What Determines Who Is At Fault For An Accident?

At the time of a trial, assignment by the court of liability indicates who will be held legally responsible for an accident. After listening to all the arguments, a judge decides who, among all that were party to a given accident, was least careful. A judge listens to all parties and declares who appears to have displayed the largest level of carelessness.

Can victims be declared at fault?

Understand that the victim belongs on the list of those individuals that were party to the accidental occurrence that somehow harmed one or more individuals. In a courtroom, the judge’s ears will be attuned to responses from any victim. Was the injured person (the victim) at a spot where he or she should not have been, at the time of the accidental occurrence?

Was the injured person at a location where he or she should have expected eventual involvement in a potentially harmful happening? If that proves to be the case, then the victim’s actions have cancelled out any other person’s duty to be careful to a person at risk. Hence, those same adults should feel relieved of their duty to aid (to show a duty of care towards) the injured victim.

Was the injured person especially careless during the moments that led up to the accident? If that proves to be the case, then the victim should expect to get a smaller reward. The victim’s compensation diminishes a bit in those cases where one or more victims have exhibited a decided amount of carelessness, thus causing an accident to be more apt to happen.

Who else could be held liable in the eyes of the law?

In what activity was the victim involved at the time of the accident? Was he or she taking part in a work-related activity? If someone gets injured while working, the boss of that injured person may be partly liable.

Where did the victim get injured? Was it at a spot where other accidents have happened? Had someone in charge of that same spot been cautioned to take the proper action? Had that word of caution been ignored? In that case, the owner of that one small piece of property might be held liable for the victim’s injuries. Yet if that same piece of property happens to be guarded or supervised, then the guard or supervisor might be held responsible.
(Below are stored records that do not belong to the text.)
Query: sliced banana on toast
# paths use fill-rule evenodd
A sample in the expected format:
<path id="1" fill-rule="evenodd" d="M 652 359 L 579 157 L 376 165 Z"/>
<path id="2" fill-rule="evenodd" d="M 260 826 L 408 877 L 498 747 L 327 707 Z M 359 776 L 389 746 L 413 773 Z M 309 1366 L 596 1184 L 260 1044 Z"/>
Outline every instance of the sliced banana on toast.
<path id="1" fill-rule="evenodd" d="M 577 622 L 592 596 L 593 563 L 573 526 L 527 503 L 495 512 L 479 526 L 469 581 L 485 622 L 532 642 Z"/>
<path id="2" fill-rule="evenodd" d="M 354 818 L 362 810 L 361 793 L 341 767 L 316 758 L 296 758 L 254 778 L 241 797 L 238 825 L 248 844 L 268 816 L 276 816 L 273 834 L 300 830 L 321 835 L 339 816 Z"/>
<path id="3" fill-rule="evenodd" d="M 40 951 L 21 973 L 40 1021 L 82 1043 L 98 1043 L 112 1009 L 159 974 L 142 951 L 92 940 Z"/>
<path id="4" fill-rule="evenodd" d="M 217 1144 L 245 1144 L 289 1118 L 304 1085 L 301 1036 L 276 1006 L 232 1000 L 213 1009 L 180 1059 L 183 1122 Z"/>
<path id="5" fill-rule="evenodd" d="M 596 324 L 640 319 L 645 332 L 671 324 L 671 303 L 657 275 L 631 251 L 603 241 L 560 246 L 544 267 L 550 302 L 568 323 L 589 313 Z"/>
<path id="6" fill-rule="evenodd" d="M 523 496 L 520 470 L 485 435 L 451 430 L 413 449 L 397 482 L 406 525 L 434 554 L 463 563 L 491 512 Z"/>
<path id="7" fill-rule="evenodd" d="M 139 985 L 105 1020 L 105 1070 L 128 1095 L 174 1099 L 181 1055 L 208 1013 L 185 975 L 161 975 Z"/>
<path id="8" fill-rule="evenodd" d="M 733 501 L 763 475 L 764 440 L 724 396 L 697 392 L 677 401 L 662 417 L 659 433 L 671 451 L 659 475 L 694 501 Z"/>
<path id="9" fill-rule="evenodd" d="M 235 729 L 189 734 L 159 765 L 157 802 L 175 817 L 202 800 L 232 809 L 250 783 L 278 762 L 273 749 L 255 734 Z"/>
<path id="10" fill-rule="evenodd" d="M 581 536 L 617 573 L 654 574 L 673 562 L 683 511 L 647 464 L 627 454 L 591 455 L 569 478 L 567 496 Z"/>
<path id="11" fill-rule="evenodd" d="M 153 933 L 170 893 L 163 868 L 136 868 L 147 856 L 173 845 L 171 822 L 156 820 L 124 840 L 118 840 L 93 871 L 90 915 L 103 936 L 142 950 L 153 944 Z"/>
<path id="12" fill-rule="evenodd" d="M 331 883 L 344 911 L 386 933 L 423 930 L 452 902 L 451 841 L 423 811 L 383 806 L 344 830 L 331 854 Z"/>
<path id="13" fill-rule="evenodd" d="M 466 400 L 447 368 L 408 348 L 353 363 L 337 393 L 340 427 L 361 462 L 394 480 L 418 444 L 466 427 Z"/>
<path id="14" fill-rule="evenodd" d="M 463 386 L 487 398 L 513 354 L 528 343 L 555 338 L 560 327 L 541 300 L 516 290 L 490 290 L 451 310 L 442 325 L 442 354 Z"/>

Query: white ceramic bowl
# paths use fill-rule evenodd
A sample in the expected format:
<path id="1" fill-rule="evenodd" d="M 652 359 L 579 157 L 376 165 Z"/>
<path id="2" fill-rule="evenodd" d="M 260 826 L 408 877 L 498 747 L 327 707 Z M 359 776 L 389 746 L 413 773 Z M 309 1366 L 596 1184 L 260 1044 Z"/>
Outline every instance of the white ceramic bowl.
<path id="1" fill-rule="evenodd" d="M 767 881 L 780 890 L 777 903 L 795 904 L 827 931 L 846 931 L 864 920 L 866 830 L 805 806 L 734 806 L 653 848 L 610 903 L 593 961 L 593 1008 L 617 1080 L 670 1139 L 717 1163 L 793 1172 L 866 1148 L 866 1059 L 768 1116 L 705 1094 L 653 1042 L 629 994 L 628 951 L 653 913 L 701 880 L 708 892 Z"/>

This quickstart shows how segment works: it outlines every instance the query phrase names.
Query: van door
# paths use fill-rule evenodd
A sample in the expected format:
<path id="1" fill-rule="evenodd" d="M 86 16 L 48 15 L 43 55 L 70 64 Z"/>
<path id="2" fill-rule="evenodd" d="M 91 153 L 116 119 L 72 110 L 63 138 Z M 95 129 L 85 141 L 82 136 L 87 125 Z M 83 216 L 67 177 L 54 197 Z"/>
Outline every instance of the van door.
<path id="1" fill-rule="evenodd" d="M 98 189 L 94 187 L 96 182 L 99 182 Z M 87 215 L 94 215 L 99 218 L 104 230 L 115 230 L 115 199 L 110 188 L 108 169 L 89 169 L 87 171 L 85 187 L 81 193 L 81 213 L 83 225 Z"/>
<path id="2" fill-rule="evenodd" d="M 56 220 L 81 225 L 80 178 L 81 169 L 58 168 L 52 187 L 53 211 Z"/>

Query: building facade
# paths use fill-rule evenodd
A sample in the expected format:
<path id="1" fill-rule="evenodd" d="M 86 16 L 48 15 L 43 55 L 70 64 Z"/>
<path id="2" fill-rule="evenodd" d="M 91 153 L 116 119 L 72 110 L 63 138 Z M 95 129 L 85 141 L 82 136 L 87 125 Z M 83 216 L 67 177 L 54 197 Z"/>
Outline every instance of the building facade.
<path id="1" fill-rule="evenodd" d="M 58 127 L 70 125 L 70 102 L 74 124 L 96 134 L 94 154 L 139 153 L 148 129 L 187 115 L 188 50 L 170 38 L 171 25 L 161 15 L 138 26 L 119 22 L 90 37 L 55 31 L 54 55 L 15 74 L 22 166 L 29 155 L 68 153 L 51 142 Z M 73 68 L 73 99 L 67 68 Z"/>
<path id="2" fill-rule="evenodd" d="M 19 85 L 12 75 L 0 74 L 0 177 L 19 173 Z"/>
Was there some device or tool in the victim’s hands at the time of the accident? If so, maybe that same object possessed a known defect. Whenever a defective product causes someone that uses it to be harmed, at least two different people can be held liable.

One is the person that made or directed manufacturer of that same object. The other person is anyone that bought the defective product from the maker/manufacturer and then sold it to a buyer. The buyer, of course, would be the unfortunate user/victim. Irrespective of how the accident took place, it is important to schedule an appointment with an injury lawyer in Brantford to file for compensation.